Paula Spencer
Roddy Doyle
When we first met Paula Spencer - in The Woman Who Walked into Doors - she was thirty-nine, recently widowed, an alcoholic struggling to hold her family together.
Paula Spencer begins on the eve of Paula's forty-ninth birthday. She hasn't had a drink for four months and five days. Her youngest children, Jack and Leanne, are still living with her. They're grand kids, but she worries about Leanne.
Paula still works as a cleaner, but all the others doing the job now seem to come from Eastern Europe, and the checkout girls in the supermarket are Nigerian. You can get a cappuccino in the café, and her sister Carmel is thinking of buying a holiday home in Bulgaria. Paula's got four grandchildren now; two of them are called Marcus and Sapphire.

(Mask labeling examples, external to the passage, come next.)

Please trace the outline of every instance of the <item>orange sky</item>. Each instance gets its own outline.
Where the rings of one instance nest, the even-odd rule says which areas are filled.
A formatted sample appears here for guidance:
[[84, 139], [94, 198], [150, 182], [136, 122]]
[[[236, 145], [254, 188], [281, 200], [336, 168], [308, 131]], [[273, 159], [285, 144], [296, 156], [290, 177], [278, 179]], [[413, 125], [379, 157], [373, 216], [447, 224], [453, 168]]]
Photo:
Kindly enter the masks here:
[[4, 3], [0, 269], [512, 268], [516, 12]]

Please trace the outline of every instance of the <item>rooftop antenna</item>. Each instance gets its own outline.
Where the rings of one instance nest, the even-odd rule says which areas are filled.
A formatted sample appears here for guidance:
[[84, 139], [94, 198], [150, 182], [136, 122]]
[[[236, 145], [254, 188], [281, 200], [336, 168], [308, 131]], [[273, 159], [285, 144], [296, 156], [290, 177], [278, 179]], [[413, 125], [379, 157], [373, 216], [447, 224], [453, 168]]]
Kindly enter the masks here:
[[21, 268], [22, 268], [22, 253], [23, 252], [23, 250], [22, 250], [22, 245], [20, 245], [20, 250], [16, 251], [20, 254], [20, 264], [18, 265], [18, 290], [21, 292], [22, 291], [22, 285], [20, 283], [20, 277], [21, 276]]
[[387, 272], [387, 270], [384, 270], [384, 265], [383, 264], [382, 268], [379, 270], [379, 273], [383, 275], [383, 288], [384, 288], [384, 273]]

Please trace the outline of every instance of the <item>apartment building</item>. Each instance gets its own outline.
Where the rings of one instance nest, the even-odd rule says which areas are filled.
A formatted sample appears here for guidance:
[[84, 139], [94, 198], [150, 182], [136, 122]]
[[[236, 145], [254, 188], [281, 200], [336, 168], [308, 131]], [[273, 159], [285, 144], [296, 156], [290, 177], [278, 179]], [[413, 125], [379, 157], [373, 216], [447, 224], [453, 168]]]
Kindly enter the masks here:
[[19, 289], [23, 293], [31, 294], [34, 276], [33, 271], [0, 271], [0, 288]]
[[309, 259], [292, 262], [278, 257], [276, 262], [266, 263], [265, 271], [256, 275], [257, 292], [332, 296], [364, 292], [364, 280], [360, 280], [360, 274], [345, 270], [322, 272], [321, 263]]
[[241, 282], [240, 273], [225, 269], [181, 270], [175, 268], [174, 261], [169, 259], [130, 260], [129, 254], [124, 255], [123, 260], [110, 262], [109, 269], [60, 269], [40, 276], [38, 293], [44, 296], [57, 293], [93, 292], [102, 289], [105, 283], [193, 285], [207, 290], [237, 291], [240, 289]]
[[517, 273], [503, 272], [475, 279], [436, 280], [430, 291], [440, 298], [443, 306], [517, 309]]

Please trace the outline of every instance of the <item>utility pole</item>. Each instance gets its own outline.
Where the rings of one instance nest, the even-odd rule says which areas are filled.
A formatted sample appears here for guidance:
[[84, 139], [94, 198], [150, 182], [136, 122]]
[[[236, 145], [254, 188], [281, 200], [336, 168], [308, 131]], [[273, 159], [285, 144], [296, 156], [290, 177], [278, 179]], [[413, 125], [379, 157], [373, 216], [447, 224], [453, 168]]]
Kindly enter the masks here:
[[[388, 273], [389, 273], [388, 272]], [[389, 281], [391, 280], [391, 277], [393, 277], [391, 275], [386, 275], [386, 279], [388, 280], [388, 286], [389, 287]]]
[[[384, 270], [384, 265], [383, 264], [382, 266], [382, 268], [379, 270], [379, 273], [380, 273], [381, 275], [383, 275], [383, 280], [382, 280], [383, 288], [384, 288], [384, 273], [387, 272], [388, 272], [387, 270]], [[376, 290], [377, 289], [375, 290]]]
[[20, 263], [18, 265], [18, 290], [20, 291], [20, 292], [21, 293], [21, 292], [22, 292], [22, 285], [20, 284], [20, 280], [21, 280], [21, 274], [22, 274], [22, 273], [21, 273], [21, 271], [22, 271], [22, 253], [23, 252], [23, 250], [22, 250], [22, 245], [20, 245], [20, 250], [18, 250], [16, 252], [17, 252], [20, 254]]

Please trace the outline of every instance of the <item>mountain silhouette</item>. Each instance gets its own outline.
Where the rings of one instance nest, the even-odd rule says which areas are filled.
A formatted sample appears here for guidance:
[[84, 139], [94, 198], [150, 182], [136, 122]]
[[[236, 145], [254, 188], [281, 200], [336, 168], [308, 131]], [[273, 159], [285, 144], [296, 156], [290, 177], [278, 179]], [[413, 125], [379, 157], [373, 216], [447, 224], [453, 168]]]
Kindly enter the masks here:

Reviewing The Woman Who Walked into Doors, Mary Gordon wrote: 'It is the triumph of this novel that Mr Doyle - entirely without condescension - shows the inner life of this battered house-cleaner to be the same stuff as that of the heroes of the great novels of Europe.' Her words hold true for this new novel. Paula Spencer is brave, tenacious and very funny. The novel that bears her name is another triumph for Roddy Doyle.
Product Details
About Roddy Doyle
Reviews for Paula Spencer
Observer
Ger Ryan reads Roddy Doyle's Paula Spencer with absolute conviction...and if you think you are in for a depressing listen, think again. Brave and funny, Paula looks at life with humour and compassion...it all makes for splendid listening.
Daily Express
Doyle gets right inside the head of this 21st-century Dubliner in a stream of consciousness that is by turns moving, funny and just a little bit tedious - a real person, in other words. Ger Ryan gives compelling voice to the Dublin vernacular and for the duration of the CDs Paula becomes a presence in your life.
Sunday Times
If you like Paula Spencer, you'll love this full-on reading by Ger Ryan. I loved every minute and look forward to the next installment.